A. Averaged AMPA-mediated evoked excitatory postsynaptic currents (eEPSCs) are increased following AMPH (10μM) superfusion. B. Averaged NMDA-mediated eEPSCs are also potentiated by AMPH. C. Bar graphs with compiled data for AMPA and NMDA-mediated eEPSCs in control and in the presence of AMPH (10μM). D. The effect of AMPH on AMPA-mediated eIPSCs was abolished with the EAAT3 peptide in the intracellular solution compared to a scrambled peptide. E. Bar graph showing the AMPH-induced potentiation normalized to baseline AMPA-mediated eIPSCs (*p<0.05 by student’s t-test, see also Figure S4).

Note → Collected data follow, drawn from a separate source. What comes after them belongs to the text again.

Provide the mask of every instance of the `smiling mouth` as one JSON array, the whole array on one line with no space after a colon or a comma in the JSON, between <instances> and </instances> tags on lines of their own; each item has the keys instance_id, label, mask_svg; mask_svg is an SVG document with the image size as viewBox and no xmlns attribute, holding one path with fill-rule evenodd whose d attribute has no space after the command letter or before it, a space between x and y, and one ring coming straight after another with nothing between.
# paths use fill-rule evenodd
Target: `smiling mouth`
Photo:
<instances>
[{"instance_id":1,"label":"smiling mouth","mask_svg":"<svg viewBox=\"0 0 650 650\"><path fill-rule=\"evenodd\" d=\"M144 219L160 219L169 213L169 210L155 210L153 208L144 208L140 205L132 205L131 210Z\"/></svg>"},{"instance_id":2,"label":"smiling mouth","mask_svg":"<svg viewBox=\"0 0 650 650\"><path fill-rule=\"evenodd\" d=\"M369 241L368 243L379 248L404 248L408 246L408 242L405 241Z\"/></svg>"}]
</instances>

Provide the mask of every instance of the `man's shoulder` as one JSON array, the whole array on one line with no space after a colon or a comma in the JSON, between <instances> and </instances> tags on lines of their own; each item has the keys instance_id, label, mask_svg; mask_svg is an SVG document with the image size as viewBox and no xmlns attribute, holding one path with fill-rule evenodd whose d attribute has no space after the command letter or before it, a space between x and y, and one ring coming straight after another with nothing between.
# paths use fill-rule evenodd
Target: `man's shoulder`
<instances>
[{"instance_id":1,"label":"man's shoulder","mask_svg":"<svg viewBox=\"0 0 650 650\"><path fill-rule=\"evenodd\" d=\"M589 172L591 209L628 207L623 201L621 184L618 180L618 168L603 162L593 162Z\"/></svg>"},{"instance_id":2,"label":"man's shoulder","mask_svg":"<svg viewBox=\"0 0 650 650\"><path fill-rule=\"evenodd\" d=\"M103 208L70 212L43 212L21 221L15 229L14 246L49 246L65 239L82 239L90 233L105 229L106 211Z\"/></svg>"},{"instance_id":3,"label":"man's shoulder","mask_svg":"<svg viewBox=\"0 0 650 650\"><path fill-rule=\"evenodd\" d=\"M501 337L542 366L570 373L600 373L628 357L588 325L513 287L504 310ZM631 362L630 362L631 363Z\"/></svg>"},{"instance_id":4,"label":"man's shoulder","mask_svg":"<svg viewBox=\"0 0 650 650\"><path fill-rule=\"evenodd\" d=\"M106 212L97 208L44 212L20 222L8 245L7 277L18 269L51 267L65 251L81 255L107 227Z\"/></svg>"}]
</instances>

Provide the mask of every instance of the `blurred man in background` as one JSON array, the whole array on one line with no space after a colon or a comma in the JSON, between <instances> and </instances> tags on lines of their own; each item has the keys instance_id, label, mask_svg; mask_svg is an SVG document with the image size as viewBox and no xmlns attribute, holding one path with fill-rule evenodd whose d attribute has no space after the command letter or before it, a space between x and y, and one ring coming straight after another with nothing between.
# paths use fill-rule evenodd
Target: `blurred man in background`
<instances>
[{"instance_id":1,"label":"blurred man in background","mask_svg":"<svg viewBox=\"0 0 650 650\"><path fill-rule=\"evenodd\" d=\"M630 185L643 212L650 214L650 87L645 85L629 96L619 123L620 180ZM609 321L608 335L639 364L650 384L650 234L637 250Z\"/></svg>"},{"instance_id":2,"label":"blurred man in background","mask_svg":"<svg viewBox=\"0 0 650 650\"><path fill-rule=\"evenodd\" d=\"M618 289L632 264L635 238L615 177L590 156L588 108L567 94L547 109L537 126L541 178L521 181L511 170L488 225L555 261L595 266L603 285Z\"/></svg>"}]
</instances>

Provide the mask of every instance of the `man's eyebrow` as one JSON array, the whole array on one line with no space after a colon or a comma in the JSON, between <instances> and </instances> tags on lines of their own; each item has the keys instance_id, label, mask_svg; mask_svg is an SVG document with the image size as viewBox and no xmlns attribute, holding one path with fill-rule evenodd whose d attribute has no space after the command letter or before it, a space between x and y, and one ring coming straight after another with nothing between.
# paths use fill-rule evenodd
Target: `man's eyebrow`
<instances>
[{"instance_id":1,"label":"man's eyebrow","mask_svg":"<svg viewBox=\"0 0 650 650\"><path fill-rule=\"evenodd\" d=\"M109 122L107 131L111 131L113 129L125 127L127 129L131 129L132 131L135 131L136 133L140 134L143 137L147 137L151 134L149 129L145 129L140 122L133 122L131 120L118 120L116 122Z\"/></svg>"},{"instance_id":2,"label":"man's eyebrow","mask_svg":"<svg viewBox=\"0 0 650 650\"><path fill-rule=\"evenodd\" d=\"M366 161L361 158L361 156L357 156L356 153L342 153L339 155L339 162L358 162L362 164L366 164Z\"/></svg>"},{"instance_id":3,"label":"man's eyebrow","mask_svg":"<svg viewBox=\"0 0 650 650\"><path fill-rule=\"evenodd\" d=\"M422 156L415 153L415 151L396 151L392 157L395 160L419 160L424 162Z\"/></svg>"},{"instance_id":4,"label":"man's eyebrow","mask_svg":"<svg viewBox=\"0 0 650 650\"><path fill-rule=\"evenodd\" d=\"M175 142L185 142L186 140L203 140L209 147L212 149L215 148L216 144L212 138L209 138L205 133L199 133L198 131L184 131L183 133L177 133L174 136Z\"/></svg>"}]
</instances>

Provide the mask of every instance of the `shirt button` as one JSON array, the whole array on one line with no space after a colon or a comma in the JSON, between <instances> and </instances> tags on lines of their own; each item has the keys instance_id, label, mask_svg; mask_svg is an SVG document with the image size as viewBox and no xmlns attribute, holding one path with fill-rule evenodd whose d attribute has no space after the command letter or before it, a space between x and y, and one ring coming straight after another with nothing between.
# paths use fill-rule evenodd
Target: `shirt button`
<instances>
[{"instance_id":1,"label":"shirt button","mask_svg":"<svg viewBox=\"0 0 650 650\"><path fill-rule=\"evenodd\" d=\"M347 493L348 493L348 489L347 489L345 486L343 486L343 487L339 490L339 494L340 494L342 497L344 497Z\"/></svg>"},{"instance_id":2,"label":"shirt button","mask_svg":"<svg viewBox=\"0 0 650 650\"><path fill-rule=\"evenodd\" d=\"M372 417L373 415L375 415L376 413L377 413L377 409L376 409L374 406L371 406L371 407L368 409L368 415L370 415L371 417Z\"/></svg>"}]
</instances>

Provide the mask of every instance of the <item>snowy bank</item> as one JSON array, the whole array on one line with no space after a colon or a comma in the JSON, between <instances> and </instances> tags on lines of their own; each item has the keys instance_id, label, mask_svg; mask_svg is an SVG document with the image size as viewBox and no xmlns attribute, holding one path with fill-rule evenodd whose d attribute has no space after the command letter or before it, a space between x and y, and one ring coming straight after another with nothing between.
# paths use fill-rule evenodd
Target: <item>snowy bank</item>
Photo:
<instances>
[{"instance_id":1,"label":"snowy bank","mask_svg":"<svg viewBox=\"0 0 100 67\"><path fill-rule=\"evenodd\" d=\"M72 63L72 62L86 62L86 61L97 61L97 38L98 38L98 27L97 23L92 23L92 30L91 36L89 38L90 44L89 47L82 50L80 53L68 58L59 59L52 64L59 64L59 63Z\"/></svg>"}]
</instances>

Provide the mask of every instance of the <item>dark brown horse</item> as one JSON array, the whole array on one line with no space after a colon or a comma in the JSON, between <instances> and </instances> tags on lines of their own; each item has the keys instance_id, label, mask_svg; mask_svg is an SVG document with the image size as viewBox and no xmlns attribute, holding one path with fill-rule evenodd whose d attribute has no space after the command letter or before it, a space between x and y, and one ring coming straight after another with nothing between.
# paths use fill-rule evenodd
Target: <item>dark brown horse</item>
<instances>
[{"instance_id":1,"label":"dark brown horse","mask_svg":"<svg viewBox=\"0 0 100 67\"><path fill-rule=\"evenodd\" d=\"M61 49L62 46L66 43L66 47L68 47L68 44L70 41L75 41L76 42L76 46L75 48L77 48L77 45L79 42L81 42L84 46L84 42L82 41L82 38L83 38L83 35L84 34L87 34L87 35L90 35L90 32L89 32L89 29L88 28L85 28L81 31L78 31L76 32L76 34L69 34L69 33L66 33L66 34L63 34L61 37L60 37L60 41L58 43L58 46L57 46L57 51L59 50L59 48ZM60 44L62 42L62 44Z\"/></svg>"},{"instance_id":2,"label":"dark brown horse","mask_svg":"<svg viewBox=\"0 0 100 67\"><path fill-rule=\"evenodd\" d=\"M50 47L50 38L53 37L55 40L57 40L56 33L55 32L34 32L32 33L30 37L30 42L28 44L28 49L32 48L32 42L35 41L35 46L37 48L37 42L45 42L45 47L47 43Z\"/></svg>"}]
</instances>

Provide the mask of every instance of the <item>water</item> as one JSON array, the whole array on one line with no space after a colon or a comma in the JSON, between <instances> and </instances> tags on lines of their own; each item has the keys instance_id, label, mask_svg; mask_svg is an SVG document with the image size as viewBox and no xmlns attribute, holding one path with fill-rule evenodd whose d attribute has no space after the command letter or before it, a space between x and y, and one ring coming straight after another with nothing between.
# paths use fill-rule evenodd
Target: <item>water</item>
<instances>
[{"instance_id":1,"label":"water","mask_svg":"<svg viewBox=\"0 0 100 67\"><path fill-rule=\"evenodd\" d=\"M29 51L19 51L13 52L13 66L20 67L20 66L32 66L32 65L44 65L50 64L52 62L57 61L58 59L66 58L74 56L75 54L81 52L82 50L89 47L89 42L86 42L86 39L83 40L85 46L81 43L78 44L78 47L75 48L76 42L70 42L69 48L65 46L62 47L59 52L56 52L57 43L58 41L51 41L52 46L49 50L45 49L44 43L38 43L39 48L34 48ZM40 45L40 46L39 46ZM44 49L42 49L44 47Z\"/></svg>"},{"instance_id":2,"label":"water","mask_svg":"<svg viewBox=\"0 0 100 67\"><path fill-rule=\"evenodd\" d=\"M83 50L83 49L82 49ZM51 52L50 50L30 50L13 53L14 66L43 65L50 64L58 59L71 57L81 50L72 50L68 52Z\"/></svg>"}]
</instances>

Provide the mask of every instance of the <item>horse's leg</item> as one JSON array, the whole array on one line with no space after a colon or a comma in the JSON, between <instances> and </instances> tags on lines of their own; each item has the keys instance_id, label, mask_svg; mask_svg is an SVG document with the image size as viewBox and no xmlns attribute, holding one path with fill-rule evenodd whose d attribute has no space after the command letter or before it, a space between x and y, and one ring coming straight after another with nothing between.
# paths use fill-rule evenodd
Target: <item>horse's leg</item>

Figure 7. AMPH modulation of EAAT3 is involved in the potentiation of NMDA EPSCs by AMPH

A. Amplitudes of NMDA-mediated EPSCs (every 30s) were measured over time after breaking into whole-cell mode (t=0 min) with pipette solutions containing vehicle (DMSO) control (n=8). AMPH was superfused during the time denoted by bar. B. Time course after breaking into whole-cell mode (t=0 min) with pipette solutions containing TBOA (200 μM; n = 10). C. Bar graph showing the changes in eEPSC amplitude with either vehicle (DMSO) or TBOA added to the intracellular recording solution (Two way Repeated Measures ANOVA, F(2,16) = 8.548, p<0.05). AMPH increased the amplitude of NMDA eEPSCs in cells recorded with vehicle but had no effect in cells recorded with intracellular TBOA. In those cells, TBOA alone significantly increased eEPSCs (*p<0.05).